The assumption was made on the basis that new AI data centre build outs do not bring new generation with them.
The federal government’s data centres principles issued in March include that they bring “new and additional clean energy generation and/or storage to offset demand”, but does not mandate this.
The Australian Energy Market Operator (AEMO) estimated data centre energy use at roughly 2 per cent of the electricity in the National Energy Market last year, and forecasts it to triple by 2030 to 6 per cent.
AI data centres may also be too late to really play a role in smoothing market volatility.
Utility and home batteries are already having a noticeable impact on the solar duck, the phenomenon where more solar generation than can be used floods into the grid during the day.
The change was clearly demonstrated in South Australia, where in just 12 months storage has radically changed the market volatility and pricing dips and highs.
This scale of this change is already enough to “fundamentally” change how the Australian Energy Market Operator (AEMO) is planning the grid.
Kumar is never uncomfortable about telling people home truths about his industry, whether it’s that data centres aren’t the grid stability solution policymakers want them to be, or that their power needs will eventually overcome Australia’s ability to deliver.
And he says that if networks such as Ausgrid, Endeavour and Essential want the benefits they see in data centres, they have to move faster and be more flexible.
“What I’d love to see is really dense power solutions that can be deployed at data centers, while managing the fire risk, to enable flexibility. I think that is going to be the key enabler to net zero, to lower cost for consumers, to greater grid utilisation,” Kumar says.

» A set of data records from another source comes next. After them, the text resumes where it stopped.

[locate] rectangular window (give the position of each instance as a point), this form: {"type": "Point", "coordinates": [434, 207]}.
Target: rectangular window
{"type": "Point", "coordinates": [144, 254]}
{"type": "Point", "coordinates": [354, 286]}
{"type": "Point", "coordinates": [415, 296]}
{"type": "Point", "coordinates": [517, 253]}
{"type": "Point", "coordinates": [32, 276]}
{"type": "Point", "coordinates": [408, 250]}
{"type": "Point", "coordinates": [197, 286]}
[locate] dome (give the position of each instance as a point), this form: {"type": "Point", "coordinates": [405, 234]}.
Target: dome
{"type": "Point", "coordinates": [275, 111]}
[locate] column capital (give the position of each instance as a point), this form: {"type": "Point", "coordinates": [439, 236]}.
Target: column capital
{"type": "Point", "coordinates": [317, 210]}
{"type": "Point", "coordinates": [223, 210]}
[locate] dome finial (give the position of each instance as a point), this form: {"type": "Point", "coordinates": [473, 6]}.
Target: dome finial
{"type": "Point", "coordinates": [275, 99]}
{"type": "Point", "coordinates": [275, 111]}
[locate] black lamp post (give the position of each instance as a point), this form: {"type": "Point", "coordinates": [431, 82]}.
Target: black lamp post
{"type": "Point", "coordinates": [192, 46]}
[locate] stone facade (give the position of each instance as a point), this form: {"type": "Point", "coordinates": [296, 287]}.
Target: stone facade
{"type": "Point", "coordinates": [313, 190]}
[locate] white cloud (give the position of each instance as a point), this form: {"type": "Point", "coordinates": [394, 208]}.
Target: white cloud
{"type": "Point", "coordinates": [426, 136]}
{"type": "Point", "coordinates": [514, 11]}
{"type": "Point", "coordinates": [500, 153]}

“I think it’s worth touching on the barriers to that, though. When I deal with DNSPs and TNSPs [distribution and transmission network services providers], everyone’s really keen to work on these innovative solutions, like flexibility and things like that, but they often come outside of the standard process.
“So when you want to do something innovative, you’re waiting years… for a reasonable response and contract to enable that sort of thing.”

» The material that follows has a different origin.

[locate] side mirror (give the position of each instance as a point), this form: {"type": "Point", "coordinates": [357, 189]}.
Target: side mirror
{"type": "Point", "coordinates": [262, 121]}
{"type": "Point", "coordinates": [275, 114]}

His view is that networks are not incentivised to work at speed and scale nor to fully consider big loads, and he wants them to “have greater skin in the game” with penalties for not delivering on time and budget, or liquidated damages for contract breaches.
At the same conference, Westwind managing director Tobias Geiger also made the point that networks’ focus is not on speed, but in his case he was reminding industry that networks’ key KPI is not about connecting projects quickly, but reliably.